She thought it all rather funny.

We met on the street car as I traveled from campus downtown to the unfortunately located university dentists that worked on the cheap.  The car was nearly empty, and she stood in the isle gripping the brass bar overhead with one hand while holding a badly worn paperback in the other.  Erica Jong.  1973.  She was five foot four inches tall with long chestnut waves that reached down her trunk like a home schooled Pentecostal girl from Montana.  Her legs were short, dense at the calf, and only hinted at as light traveled through the thin cloth of her long black prairie skirt.

I said “Good morning,” or something equally incomprehensible beneath the bundle of red and white net soaking in my mouth.  She looked in my direction long enough to let a smirksome grin register and then back down to her book until her stop.  Her eyes didn’t move as she “read.”

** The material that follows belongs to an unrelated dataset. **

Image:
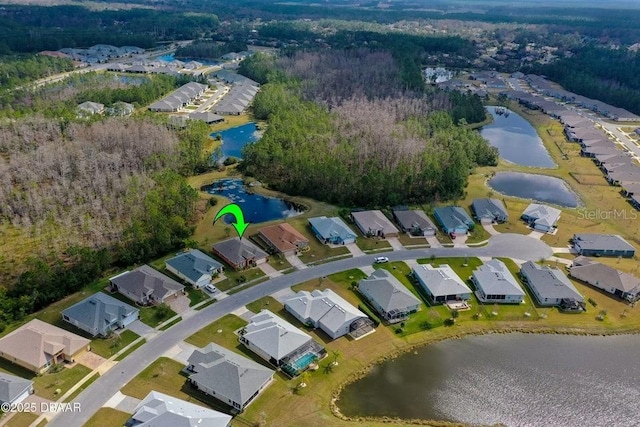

It was a crisp Tuesday afternoon and the wait in the dentist’s office was shorter than I had expected.  I flipped through an issue of “Boy’s Life” magazine and counted the American flags as I found them.  I bored somewhere in the early forties and moved on to the Escher inspired abacus of colored wires and wooden beads that had been set up next to the fish tank.  I quickly devised a new set of rules and choosing yellow for the thousandths place slid out 1973 for my own amusement.  “Fear of Flying.”  I laughed to myself and pulled the gauze out for inspection.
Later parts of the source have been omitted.